HMP Millsike
- Interactive map of HMP Millsike
- Location: Full Sutton, East Riding of Yorkshire, England;
- Security class: Adult Male/Category C
- Capacity: 1,500
- Opened: 28 March 2025

= HM Prison Millsike =

Prison in the East Riding of Yorkshire, England

HM Prison Millsike, situated in the East Riding of Yorkshire and opened in 2025, was built by Kier and commenced with a 10-year operational contract by Mitie Care & Custody.

== History ==
Construction began in November 2021 by Kier. It was part of the government's New Prisons Programme and followed the construction of Five Wells Prison and HMP Fosse Way in Glen Parva, Leicestershire.

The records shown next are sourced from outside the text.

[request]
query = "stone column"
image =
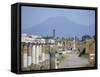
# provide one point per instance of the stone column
(29, 54)
(33, 54)
(25, 56)
(37, 54)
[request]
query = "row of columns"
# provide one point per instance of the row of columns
(32, 54)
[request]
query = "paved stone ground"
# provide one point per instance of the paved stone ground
(72, 60)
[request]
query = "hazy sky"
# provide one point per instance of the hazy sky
(33, 16)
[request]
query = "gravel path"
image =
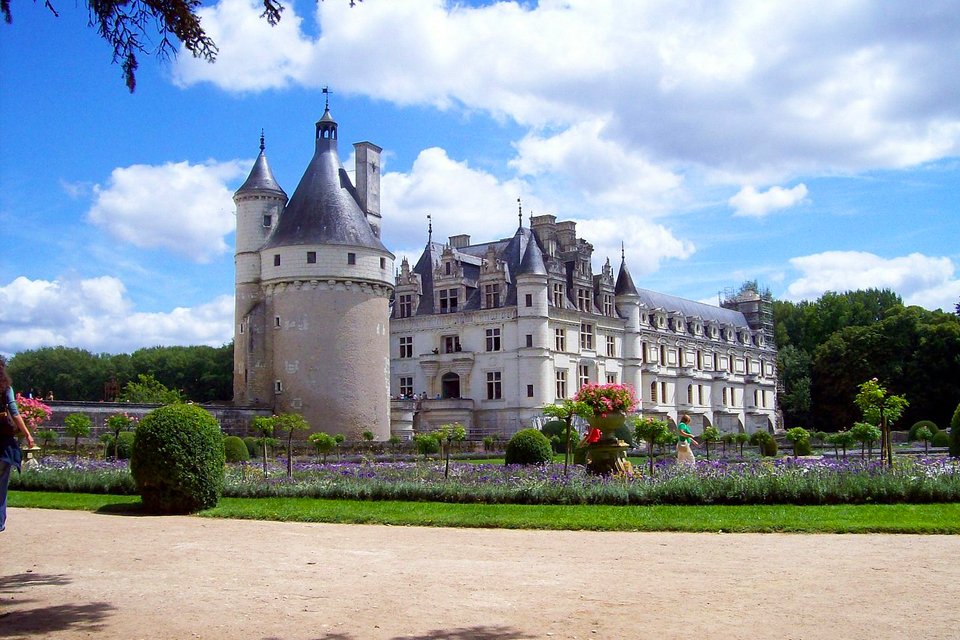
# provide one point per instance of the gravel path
(70, 574)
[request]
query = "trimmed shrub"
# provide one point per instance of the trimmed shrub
(235, 449)
(528, 446)
(124, 449)
(932, 426)
(764, 442)
(555, 428)
(253, 446)
(940, 439)
(178, 459)
(955, 433)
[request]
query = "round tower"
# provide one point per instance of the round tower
(327, 281)
(535, 363)
(259, 202)
(628, 306)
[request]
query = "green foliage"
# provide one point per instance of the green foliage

The site is opposite HMP Full Sutton.

The prison holds 1,500 prisoners and is the first in the UK to run solely on electricity generated through solar panels and heat pumps, enabling it to use a quarter of the energy of historic prisons such as HMP Wormwood Scrubs.

After a six-week consultation on its name, a panel of Ministry of Justice representatives, as well as local residents created a shortlist for then Deputy Prime Minister, Dominic Raab, who agreed upon a name. On 27 February 2023, then Prisons Minister Damian Hinds announced the name as HM Prison Millsike, after the adjacent river, Millsike Beck.